Прошло пять лет. Спокойный ясный ноябрьский день. Девять часов утра, но колокола байдфордских церквей все еще звонят к заутрене — на два часа позже обычного времени. Улицы Байдфорда, словно сад, наполненный цветами всех оттенков, кишат празднично разодетой толпой моряков и горожан с женами и дочерьми. Через улицы протянуты гирлянды, а из всех окон свисают пестрые ткани. Корабли в порту разукрашены флагами и шумно выражают свои чувства пушечными залпами. Все конюшни переполнены лошадьми, а дом сэра Ричарда Гренвайля напоминает гостиницу. Там пьют и едят, стоят расседланные кони и мечутся взад и вперед грумы и слуги. Вдоль маленького церковного двора, облепленного женщинами, прогуливается вся знать Северного Девона.
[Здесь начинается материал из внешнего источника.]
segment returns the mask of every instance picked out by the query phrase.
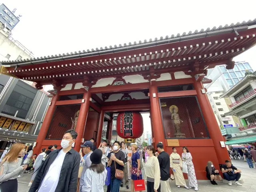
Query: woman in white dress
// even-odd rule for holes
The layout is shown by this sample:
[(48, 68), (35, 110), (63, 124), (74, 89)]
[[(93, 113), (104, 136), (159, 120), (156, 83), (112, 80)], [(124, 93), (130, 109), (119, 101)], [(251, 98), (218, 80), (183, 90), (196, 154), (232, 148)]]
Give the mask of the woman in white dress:
[(192, 156), (186, 147), (183, 147), (183, 153), (181, 155), (181, 158), (183, 162), (185, 162), (188, 167), (188, 185), (190, 188), (194, 188), (195, 191), (198, 190), (197, 181), (195, 173), (195, 169), (192, 162)]
[(173, 174), (175, 178), (176, 185), (178, 188), (180, 186), (184, 186), (187, 189), (189, 189), (185, 182), (185, 179), (182, 173), (182, 161), (180, 156), (177, 153), (177, 150), (175, 147), (172, 148), (172, 153), (170, 156), (170, 166), (173, 171)]

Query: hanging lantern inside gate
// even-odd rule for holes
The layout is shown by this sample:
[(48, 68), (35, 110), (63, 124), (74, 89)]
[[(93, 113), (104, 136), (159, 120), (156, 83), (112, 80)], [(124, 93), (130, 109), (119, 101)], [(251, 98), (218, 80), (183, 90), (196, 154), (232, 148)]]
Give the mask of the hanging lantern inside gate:
[(143, 133), (143, 119), (139, 112), (119, 113), (116, 119), (116, 132), (125, 142), (135, 142)]

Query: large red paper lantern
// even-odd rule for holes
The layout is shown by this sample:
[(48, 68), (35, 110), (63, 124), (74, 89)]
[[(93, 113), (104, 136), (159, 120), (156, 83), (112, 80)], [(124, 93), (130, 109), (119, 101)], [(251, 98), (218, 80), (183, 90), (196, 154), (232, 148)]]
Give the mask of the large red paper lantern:
[(116, 119), (116, 132), (126, 142), (134, 142), (131, 139), (139, 138), (143, 133), (143, 119), (138, 112), (120, 113)]

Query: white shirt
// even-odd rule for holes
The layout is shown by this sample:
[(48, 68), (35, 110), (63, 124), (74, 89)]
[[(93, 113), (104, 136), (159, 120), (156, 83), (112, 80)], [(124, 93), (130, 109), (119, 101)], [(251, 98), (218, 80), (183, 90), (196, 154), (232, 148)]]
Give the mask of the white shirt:
[(105, 185), (107, 172), (106, 169), (100, 173), (87, 169), (84, 177), (85, 184), (83, 186), (82, 192), (104, 192), (103, 186)]
[(38, 192), (54, 192), (59, 182), (60, 174), (66, 153), (61, 150), (50, 166)]

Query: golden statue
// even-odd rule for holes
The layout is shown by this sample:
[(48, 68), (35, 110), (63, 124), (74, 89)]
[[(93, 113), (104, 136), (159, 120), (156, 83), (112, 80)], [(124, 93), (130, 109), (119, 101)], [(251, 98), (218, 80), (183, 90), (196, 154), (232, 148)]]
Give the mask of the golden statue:
[[(77, 120), (78, 119), (78, 117), (79, 116), (79, 113), (80, 112), (80, 110), (78, 110), (76, 112), (76, 114), (75, 115), (75, 120), (72, 120), (72, 122), (73, 123), (73, 129), (74, 130), (76, 130), (76, 124), (77, 124)], [(71, 118), (71, 120), (72, 120), (72, 118)]]
[(183, 122), (183, 121), (180, 118), (180, 116), (178, 114), (179, 108), (176, 105), (172, 105), (170, 107), (169, 110), (172, 114), (172, 120), (173, 120), (173, 122), (174, 124), (175, 128), (174, 137), (186, 137), (185, 134), (181, 132), (180, 122)]

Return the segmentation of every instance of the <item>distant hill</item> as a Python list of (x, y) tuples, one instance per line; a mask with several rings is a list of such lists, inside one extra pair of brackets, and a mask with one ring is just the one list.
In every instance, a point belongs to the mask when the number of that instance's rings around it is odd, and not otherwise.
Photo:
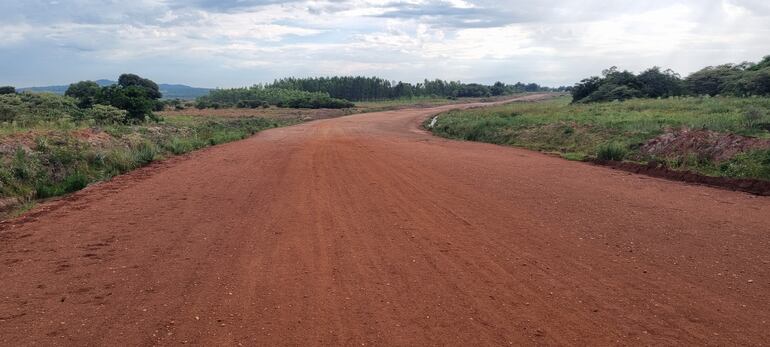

Но что же наполнило старый Байдфорд таким безудержным весельем? Почему все глаза с таким жадным любопытством устремлены на этих четырех моряков, потрепанных непогодой, но убранных бантами и лентами, и особенно на эту гигантскую фигуру, идущую впереди, — на безбородого юношу с золотыми кудрями, ниспадающими на плечи, с телосложением и ростом Геркулеса? Почему, когда появились эти пятеро, все взоры обратились на миссис Лэй из Бэруффа, чей капор вздрагивал от радостных рыданий?

12

Сэр Джон Хаукинс (1532–1595) — один из знаменитейших английских морских разбойников. Выдвинулся и разбогател благодаря тому, что контрабандой, нарушая испанскую монополию, ввозил в испанскую Америку африканских негров для продажи в рабство (за эти подвиги получил герб с изображением скованного негра). В следующее такое же путешествие вышел со своим молодым родственником Фрэнсисом Дрэйком. Суда их и примкнувшего к ним французского корсара, нарушая все обычаи, стали якорем в порту Вера-Круз под предлогом якобы починки. Произошел бой, из которого бежали и Хаукинс, и Дрэйк, бросив остальные корабли на произвол судьбы.